Barb, the instructions for every PM mechanism I have every used are for what I consider people who have never even turned a screwdriver. My advice to every turner who is turning their first PM ( and I don't know if this is your first) is to use a blank that doesn't matter. Because all it takes is one PM to really "get it" no matter what PM mech you buy. And since you can reuse the PM mech after your practice run you haven't lost it. 

I could spend a lot of words trying to answer your specific questions and probably should, but IMHO the best advice I can give you is to spin one or two waste blanks and I assure you, as bright as you are the light bulb will come on a lot faster than reading someone elses interpretation of those horrible instructions we all have to deal with the first time or two. 

JMO


----------



## TimR (Jan 31, 2013)

BarbS said:


> I'd appreciate a little help. My PSI instructions on a 10" pm kit say "the mechanism is 8-1/4" long" and the one provided is a 10" drive shaft. I have a 3"x12" blank, and want to cut it for a head and base. Directions call for the head blank to be 2-3/4" long, which leaves less than 10" for the body. But if I count the 1/2" drilled hole at the bottom to accommodate the 'grinder retainer,' and consider the 1/2" deep tenon on the head piece, shouldn't I just plan the body length to accommodate the 10" shaft, allowing 1/2" above the top to screw on the grind knob? Seems to me that would be a body blank length of 8-1/2" with a 2" head above the cut line? Or is that original "8-1/4" quote referring to the body blank length?


Barb, I was typing as Kevin got his reply to you...it's a good one to practice on something first that doesn't matter.

Barb, without digging too deeply into the instructions you received, try looking at the instructions on their site for that mill. It is pretty clear in that the 8-1/4 is the base blank rough size, but they also give a little different top size.

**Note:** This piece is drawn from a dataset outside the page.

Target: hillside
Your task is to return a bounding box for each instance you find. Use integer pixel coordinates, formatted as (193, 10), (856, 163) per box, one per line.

I've never liked these instructions to determine lengths, and prefer to assemble my hardware, with knob threaded on about halfway, and then determine what the distance between the top of the mill and mounting face at bottom should be. Then I determine what I want my head and base pieces to look like by drawing out full scale on graph paper. 
I've bought similar kits from differ sources and they vary a little on length, and you definitely want some play in the threads left to allow tightening fo finer grinds.


----------



## BarbS (Jan 31, 2013)

Thanks to both of you. I was just thinking, when I gave up on the directions, I'd better do a prototype and figure it out. That's what I'll do. And yes, Kevin, it's my first attempt! I have a mallet to do first, but will get to it soon.


----------



## DKMD (Jan 31, 2013)

I think this is the same mill... Different name, different supplier, but same kit. Not sure if these instructions are any better but probably worth a shot:

http://www.woodturnerscatalog.com/docs/artisan_mills.pdf

BTW, the 1/2" tenon on the upper portion is a great place to use a separate piece of wood... Helps the grain match up better.


----------



## BarbS (Jan 31, 2013)

It does look like the same kit, though those directions are written much the same. 
Thanks, though. I'll print those out and have both sets when I get started. 
Good tip on filling in with the 1/2" tenon to match up grain pattern. Thanks!


----------